Sounds like the extraordinarily active brain cells of California are migrating northward. Pretty soon Oregon will be determining that everything is known to them to cause cancer too.
Side effects of high hopping rates include: Loss of taste, handlebar mustaches, skinny jeans, the urge to play the ukelele. If not quarantined, high hopping in beer can infect other kegs, transforming an entire bars drafts into IPAs. In rare cases, entire breweries can be affecting, turning pale ales into session IPAs and pilsners into IPLs. At least one Oregonian brewer found his lineup included: an IPA, a session IPA, an IPL, a Red IPA, an IPL, a Belgian IPA, a sour IPA, and a Saison.
Do you know there are legal limits for the low end of hopping? The TTB says it should be no less than 7.5 lbs for 100 bbls. Nothing on AA of the hops is specified.

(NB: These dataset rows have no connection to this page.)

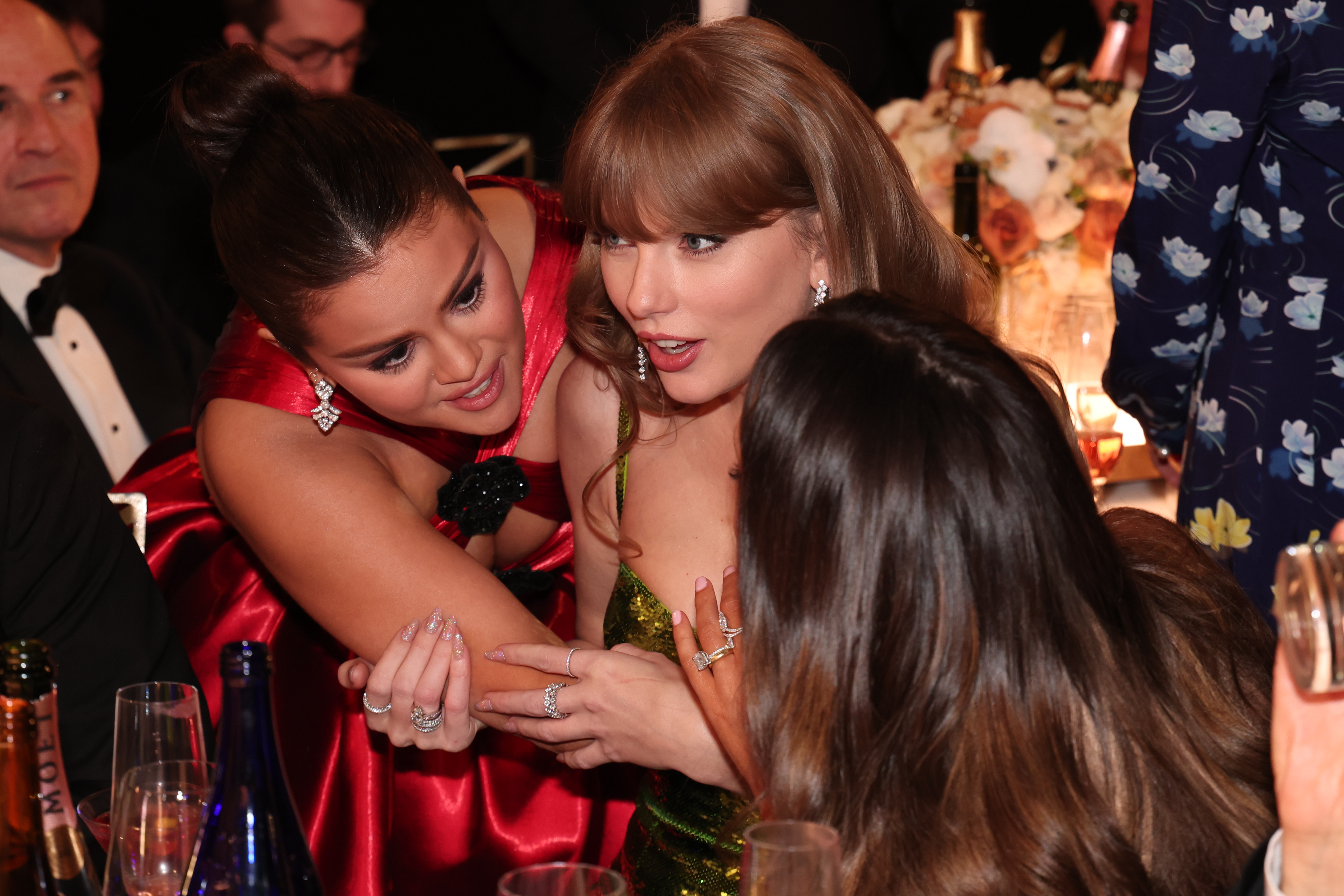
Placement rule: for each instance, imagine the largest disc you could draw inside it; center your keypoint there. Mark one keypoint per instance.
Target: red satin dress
(382, 820)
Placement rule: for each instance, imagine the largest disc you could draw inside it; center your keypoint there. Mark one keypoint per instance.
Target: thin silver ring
(427, 725)
(549, 702)
(377, 711)
(705, 660)
(728, 633)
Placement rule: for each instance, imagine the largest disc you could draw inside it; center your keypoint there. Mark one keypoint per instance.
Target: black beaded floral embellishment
(479, 496)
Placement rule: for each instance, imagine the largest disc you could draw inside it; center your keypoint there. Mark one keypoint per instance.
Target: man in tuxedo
(72, 577)
(81, 334)
(319, 42)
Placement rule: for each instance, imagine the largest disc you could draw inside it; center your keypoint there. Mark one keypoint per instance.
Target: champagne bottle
(968, 49)
(965, 212)
(29, 675)
(250, 843)
(1108, 73)
(23, 856)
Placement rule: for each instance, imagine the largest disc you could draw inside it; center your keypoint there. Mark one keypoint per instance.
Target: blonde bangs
(681, 148)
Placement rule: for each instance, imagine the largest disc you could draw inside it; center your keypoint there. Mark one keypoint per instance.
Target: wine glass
(562, 879)
(154, 828)
(791, 859)
(1099, 440)
(156, 722)
(96, 812)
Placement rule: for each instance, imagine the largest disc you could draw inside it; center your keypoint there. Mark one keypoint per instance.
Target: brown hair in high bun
(308, 190)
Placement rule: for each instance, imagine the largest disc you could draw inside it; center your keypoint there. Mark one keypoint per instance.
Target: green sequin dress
(679, 843)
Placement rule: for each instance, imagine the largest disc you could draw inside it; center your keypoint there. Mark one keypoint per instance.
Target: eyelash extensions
(467, 301)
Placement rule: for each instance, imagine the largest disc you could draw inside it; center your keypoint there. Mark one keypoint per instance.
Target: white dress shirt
(81, 366)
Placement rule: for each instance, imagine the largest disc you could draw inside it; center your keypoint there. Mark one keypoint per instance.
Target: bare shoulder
(588, 406)
(513, 222)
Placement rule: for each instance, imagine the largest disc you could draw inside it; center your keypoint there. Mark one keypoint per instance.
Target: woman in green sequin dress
(729, 181)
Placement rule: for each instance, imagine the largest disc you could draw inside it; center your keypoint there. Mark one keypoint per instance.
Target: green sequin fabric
(686, 837)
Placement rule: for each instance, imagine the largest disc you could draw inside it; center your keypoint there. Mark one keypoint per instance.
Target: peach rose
(1009, 233)
(1097, 233)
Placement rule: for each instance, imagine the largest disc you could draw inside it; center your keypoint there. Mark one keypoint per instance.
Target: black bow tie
(43, 304)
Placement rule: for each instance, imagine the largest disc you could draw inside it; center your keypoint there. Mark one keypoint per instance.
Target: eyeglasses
(316, 54)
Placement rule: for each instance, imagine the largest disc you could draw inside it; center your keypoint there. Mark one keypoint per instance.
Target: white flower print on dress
(1194, 316)
(1254, 225)
(1307, 15)
(1183, 261)
(1176, 348)
(1253, 25)
(1319, 113)
(1123, 273)
(1179, 61)
(1213, 127)
(1300, 284)
(1296, 439)
(1334, 468)
(1291, 222)
(1304, 312)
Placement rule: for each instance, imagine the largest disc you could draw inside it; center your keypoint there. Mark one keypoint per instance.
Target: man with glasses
(319, 42)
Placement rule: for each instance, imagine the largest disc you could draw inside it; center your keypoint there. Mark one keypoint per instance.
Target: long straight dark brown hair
(728, 127)
(953, 659)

The fact that hops are legally required to make “beer” has caused some problems. Those attempting to recreate historical ales (Egyptian, Medieval, non-European, etc) that contained no hops have been constrained to find a way to include them by virtue of their being licensed to make “beer” as defined by statute. There’s been some news coverage of this over the years, Dogfish comes to mind as one of the “victims.” (Yet brewers can make “malternatives.”) There must be mountains more of regulations than hinted at by the link above!
(The ruling in the link seems to counterintutively flip the usage of “beer” and “malt beverage,” so my usage may be off, but wow this is complicated…)

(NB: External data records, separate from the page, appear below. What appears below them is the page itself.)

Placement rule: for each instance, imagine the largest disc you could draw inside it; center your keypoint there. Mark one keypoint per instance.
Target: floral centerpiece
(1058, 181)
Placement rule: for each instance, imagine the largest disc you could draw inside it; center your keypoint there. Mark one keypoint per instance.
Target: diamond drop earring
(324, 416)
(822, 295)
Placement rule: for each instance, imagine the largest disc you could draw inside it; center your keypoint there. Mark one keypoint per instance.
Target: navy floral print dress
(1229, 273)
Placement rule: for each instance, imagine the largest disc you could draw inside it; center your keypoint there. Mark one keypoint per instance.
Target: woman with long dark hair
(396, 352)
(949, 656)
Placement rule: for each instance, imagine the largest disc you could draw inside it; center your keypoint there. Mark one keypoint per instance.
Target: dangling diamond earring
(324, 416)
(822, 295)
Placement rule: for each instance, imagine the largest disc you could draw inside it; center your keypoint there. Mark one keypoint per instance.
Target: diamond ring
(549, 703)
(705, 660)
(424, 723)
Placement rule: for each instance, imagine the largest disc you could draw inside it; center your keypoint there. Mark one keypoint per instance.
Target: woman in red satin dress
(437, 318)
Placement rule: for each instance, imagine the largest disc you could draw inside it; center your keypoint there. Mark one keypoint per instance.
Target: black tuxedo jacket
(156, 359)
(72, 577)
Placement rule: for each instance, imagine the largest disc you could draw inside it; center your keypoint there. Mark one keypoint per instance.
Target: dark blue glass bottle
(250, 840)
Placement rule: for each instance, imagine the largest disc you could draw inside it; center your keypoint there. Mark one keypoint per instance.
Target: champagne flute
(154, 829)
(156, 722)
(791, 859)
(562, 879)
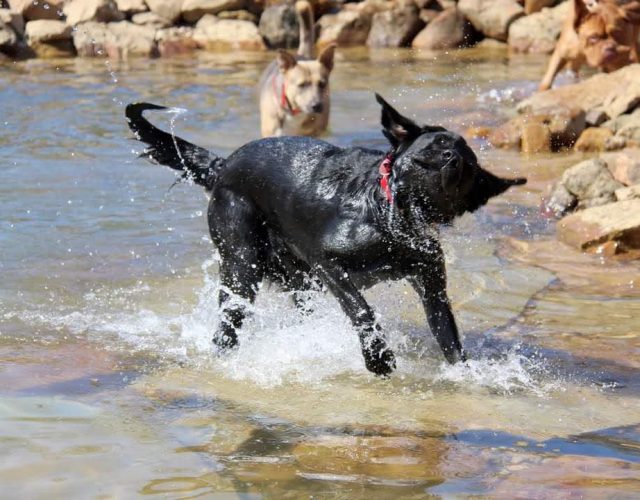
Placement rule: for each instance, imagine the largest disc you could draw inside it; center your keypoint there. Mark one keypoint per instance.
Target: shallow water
(108, 386)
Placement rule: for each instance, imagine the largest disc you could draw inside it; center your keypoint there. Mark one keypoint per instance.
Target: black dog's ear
(397, 128)
(486, 186)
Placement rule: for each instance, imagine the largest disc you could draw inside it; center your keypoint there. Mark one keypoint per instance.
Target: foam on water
(278, 345)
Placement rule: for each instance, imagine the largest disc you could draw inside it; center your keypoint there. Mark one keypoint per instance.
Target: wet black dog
(295, 210)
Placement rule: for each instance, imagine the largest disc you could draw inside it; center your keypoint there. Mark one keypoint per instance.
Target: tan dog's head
(606, 32)
(307, 82)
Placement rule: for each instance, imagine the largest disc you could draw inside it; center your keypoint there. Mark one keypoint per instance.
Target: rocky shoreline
(162, 28)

One trick that is legal is to take the boil hops used in a batch of beer, strain them, and then those are added to the matter native beverage. Got that from a brewer. It doesn’t say anything about AA or other qualities.
The recipes in Dr. Patrick McGovern’s book “Ancient Ales” have a small charge of hops. IIRC those use 0.25 oz per 5 gallons, which is more than the TTB lower limit of ~0.1935 oz per 5 gallons. I had suspicions that is why that small amount of hops were there, my calculation just now backed that up.
Of course. No worries. I guess I need to be careful with exclamation points. I use them all the time in emails to staff with a positive intent. Hopefully, they take my exclamations positively.